Time that she simply didn't have.
Wounds half healed before Gideon came back in, the firestorm burning it raw again. Liver. Kidneys. Lungs. Pancreas. Heart. The stiffening of the pathways between, hardening as scar tissue tried to repair, to grow over, only to be ripped apart again and sent as shattered plaster circulating back through her system.
There was not a breath she took that was not
pain. The pain of an animal's frenzied gnawing at the bars of its cage. A cage of flesh and blood and bone, gnawing simply to shatter it because that was, ultimately, its nature.
Blood pooled where it had no right to settle, trying to rot within joints, above the inner curve of abdomen. And she would flush it out when she found it, but not before it could clot, to stiffen and press. More bruises, more pain.
Gideon sang a hymn, vibrating against muscle and bone. It echoed through the hollow spaces of her body, the architectural wonders that the virus had created where flesh
should be. But instead the harmonies moved between the slender latticework of a musculature that could barely support it's own weight. One mistake in her timing, one faltering moment where that cage slipped, and it would shatter, collapsing.
And then, only when it had won, would Gideon feast.
A year and a half of burning, of gnawing, of the feeling of her very organs and veins shredded from the inside. And somehow, she had smiled. Loved. Hated.

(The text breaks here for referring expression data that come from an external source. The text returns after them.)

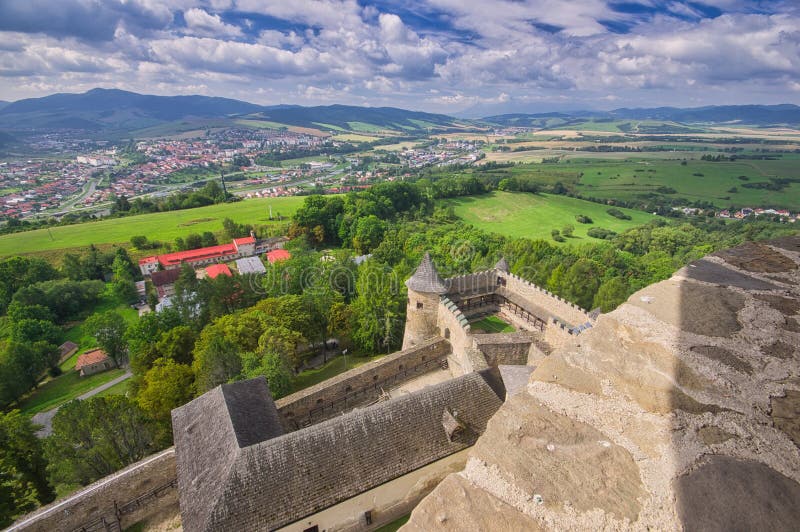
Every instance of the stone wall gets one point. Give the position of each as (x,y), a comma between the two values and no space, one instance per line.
(545,304)
(420,318)
(360,386)
(504,348)
(453,326)
(122,499)
(679,410)
(473,283)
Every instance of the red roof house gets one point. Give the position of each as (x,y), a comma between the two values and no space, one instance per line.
(218,269)
(92,362)
(278,255)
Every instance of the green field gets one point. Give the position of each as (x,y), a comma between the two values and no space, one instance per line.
(491,324)
(521,214)
(65,388)
(165,226)
(310,377)
(696,180)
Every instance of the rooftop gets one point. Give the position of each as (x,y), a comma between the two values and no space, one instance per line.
(426,278)
(90,357)
(215,270)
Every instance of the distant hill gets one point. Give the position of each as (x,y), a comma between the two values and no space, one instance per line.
(759,115)
(105,110)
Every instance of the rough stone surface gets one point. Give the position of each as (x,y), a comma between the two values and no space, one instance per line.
(711,272)
(731,494)
(680,410)
(757,257)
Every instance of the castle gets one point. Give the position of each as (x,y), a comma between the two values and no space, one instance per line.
(664,414)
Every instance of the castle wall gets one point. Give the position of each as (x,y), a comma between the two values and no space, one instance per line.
(138,491)
(385,503)
(542,301)
(421,318)
(361,385)
(453,326)
(504,348)
(473,283)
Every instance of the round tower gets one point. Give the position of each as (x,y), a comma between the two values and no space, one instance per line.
(424,289)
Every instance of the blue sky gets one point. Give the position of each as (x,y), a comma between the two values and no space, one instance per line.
(451,56)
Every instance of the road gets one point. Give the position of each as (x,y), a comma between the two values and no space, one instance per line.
(45,419)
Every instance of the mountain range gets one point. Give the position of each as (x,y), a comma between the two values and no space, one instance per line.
(116,112)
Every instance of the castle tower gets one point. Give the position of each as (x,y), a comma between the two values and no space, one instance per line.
(424,289)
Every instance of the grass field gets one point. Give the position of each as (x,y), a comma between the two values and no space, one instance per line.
(158,226)
(491,324)
(65,388)
(330,369)
(521,214)
(121,388)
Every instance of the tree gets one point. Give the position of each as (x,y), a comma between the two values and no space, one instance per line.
(108,328)
(216,362)
(378,309)
(23,477)
(611,294)
(165,386)
(272,366)
(96,437)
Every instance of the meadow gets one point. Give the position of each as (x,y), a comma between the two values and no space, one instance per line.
(164,226)
(522,214)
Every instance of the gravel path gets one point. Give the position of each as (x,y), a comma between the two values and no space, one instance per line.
(45,419)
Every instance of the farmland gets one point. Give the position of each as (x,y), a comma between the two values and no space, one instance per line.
(158,226)
(528,215)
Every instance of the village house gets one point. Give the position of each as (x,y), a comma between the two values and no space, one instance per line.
(94,361)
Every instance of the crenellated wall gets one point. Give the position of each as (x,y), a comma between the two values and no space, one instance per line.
(361,385)
(473,283)
(542,301)
(453,326)
(119,500)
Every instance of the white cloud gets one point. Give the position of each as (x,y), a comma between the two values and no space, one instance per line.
(199,22)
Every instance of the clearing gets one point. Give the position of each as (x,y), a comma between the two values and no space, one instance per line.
(522,214)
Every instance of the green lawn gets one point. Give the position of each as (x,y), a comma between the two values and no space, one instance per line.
(64,388)
(696,180)
(330,369)
(491,324)
(121,388)
(165,226)
(521,214)
(78,334)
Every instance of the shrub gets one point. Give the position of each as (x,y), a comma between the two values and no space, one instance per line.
(616,213)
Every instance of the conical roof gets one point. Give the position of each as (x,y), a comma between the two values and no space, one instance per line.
(426,279)
(502,265)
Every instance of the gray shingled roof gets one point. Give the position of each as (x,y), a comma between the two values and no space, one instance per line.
(502,265)
(280,480)
(208,433)
(426,279)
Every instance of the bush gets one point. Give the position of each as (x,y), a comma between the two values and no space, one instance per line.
(601,233)
(616,213)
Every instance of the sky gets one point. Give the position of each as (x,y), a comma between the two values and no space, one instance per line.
(468,57)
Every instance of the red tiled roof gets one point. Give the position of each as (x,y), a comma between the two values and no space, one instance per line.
(278,254)
(171,259)
(245,240)
(90,357)
(216,270)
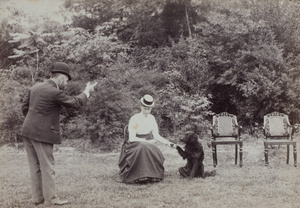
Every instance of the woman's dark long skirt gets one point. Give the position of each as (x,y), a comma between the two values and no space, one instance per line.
(140,159)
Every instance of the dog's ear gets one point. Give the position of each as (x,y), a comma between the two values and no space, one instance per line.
(194,137)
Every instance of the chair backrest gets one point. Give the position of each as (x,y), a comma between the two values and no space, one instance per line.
(225,124)
(276,124)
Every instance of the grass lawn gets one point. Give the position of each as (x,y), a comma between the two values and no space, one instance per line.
(89,180)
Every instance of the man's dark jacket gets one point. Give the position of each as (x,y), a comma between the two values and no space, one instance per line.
(41,108)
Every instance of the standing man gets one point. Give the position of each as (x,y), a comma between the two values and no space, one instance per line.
(41,129)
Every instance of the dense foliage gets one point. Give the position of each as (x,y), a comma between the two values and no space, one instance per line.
(196,58)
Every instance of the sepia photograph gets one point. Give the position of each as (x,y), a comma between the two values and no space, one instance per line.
(149,103)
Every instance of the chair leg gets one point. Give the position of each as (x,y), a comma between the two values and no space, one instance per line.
(295,155)
(241,155)
(214,154)
(287,154)
(236,150)
(266,155)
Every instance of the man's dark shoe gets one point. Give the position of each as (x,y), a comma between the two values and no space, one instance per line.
(61,202)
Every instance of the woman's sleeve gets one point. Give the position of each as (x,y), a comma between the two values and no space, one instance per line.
(132,126)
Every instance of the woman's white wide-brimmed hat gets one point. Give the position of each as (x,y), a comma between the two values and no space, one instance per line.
(147,101)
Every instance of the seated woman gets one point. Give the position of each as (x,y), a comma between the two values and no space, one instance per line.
(140,159)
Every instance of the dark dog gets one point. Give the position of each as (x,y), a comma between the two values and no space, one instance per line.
(193,152)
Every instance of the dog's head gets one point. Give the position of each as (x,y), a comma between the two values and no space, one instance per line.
(189,137)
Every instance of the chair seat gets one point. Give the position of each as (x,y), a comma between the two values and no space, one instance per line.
(228,142)
(279,141)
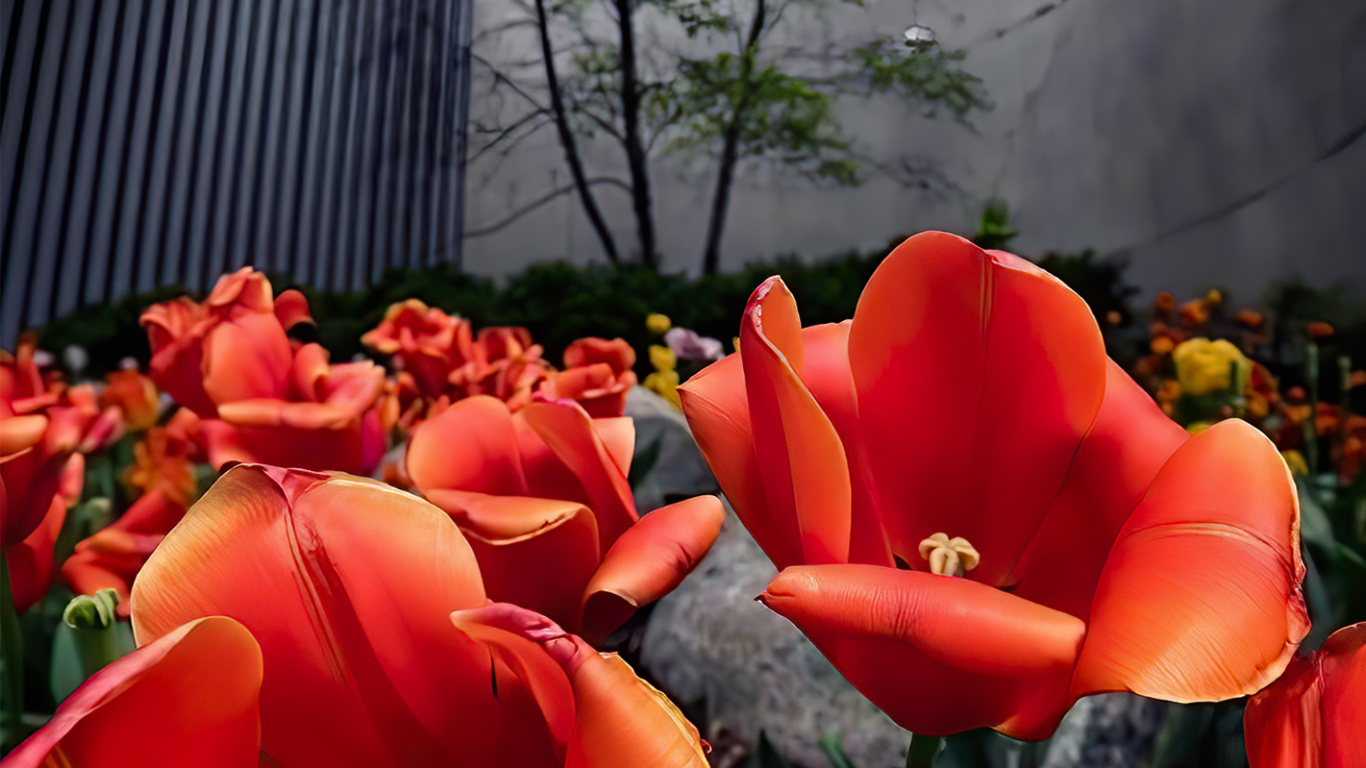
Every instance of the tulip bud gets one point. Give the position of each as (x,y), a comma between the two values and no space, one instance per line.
(92,612)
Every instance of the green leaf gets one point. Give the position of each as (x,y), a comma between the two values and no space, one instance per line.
(833,750)
(765,755)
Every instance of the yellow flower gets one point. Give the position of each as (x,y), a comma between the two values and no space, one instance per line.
(663,358)
(1297,463)
(1204,366)
(665,384)
(659,324)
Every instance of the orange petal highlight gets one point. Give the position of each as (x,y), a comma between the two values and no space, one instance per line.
(801,458)
(939,655)
(1312,715)
(189,698)
(1208,560)
(344,582)
(977,377)
(649,560)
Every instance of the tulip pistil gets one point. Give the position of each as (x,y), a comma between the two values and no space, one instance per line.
(950,556)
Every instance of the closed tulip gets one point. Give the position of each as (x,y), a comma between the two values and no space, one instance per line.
(544,500)
(597,375)
(980,518)
(44,429)
(1313,715)
(260,396)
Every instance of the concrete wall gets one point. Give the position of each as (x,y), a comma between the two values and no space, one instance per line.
(1208,141)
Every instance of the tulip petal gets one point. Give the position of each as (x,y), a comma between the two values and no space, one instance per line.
(801,457)
(246,357)
(977,377)
(618,435)
(346,582)
(533,692)
(470,446)
(1312,715)
(649,560)
(1200,599)
(717,409)
(568,432)
(939,655)
(189,698)
(607,693)
(1127,444)
(534,552)
(825,371)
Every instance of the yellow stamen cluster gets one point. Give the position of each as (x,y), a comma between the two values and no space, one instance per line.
(950,556)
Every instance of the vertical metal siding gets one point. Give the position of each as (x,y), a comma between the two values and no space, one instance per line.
(152,142)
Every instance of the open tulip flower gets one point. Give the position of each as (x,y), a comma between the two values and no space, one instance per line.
(44,428)
(376,645)
(425,342)
(1313,715)
(544,500)
(980,518)
(597,375)
(261,398)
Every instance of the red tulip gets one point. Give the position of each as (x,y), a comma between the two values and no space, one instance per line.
(967,421)
(506,365)
(1313,715)
(377,641)
(425,342)
(135,395)
(260,398)
(544,500)
(597,375)
(189,698)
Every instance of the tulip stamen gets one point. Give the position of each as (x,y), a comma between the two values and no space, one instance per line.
(950,556)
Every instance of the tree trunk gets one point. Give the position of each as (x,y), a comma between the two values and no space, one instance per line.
(571,151)
(634,146)
(731,146)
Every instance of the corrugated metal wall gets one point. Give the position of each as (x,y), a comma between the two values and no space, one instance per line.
(150,142)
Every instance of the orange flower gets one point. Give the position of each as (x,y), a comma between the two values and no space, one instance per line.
(1098,547)
(373,645)
(1320,331)
(1312,716)
(597,376)
(544,500)
(260,398)
(506,365)
(424,342)
(44,427)
(189,698)
(135,395)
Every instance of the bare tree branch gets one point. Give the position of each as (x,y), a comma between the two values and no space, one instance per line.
(545,198)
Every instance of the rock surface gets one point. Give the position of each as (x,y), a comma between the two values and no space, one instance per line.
(679,469)
(717,651)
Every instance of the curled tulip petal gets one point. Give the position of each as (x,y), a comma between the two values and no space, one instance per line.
(941,653)
(607,693)
(717,410)
(470,446)
(370,574)
(189,698)
(1209,559)
(649,560)
(801,457)
(568,432)
(1312,715)
(534,552)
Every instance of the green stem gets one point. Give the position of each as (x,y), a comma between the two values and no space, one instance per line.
(922,750)
(11,662)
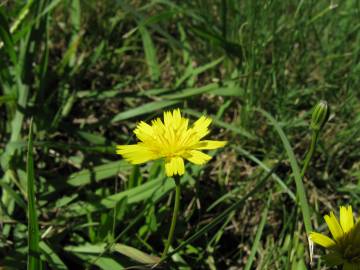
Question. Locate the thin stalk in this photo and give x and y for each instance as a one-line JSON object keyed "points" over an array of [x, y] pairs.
{"points": [[174, 217], [310, 153]]}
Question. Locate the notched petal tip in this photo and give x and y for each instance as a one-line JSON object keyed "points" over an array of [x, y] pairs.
{"points": [[210, 145]]}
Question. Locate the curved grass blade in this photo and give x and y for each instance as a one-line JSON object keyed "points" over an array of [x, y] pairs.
{"points": [[255, 246], [304, 206], [34, 262], [220, 218]]}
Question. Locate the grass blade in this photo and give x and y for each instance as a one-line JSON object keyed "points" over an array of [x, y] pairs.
{"points": [[34, 262], [296, 172]]}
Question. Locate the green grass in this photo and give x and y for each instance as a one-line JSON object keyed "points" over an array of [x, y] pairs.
{"points": [[86, 72]]}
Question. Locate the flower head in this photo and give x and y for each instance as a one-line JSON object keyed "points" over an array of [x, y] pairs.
{"points": [[344, 247], [172, 140]]}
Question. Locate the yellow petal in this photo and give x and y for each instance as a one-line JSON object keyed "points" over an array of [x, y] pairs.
{"points": [[197, 157], [209, 144], [136, 153], [321, 239], [334, 226], [174, 165], [346, 218]]}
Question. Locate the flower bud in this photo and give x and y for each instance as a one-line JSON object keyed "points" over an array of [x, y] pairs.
{"points": [[320, 115]]}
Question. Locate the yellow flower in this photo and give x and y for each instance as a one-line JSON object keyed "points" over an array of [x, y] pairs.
{"points": [[172, 140], [344, 247]]}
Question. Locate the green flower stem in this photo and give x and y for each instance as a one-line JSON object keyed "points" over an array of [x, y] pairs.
{"points": [[310, 153], [174, 217]]}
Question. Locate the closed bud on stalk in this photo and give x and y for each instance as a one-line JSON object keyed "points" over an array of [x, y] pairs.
{"points": [[320, 115]]}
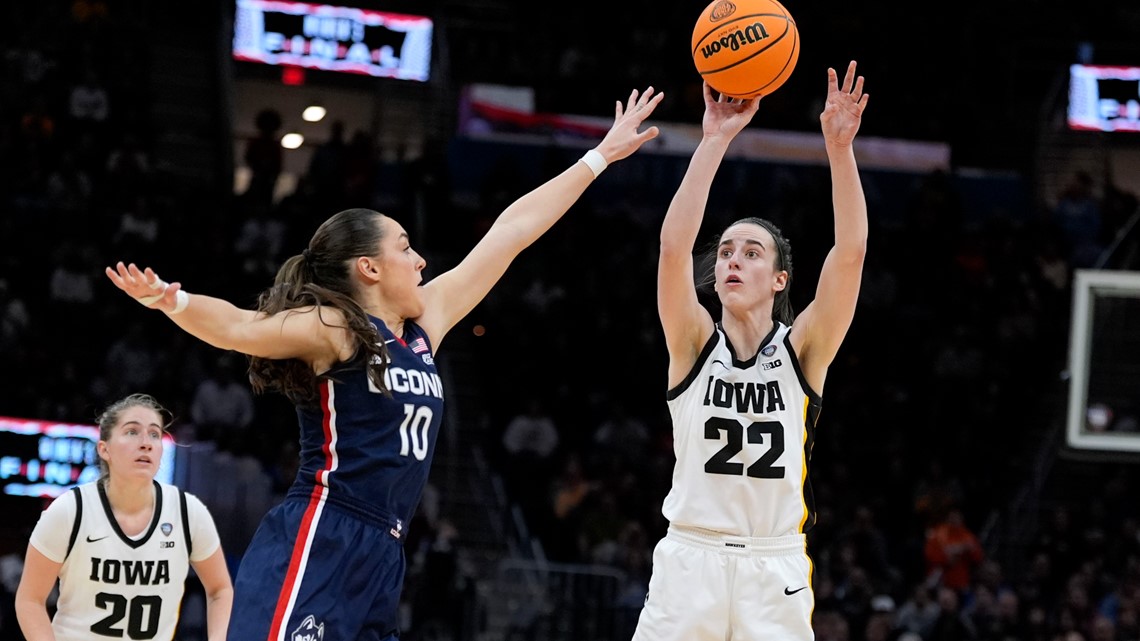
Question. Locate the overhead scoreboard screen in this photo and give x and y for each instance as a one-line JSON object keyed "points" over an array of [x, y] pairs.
{"points": [[333, 38], [1104, 98]]}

Lived. By any metric, the pain itself should have made her lie down. Give up. Say 'enough, I have had enough and my watch is over.'
There were other pains, beneath that. The burn of electricity. The crunching, shattering of bones, of blood arcing in projection spatters from the backswing, not of a knife, but of her body. The silence of the methodical tracing of runes into her flesh. They all lived beneath the immediacy of Gideon, available but, ultimately, mundane in comparison. Familiar.
Pedestrian. Shadows in the cave. There, if he reached, if he wanted them.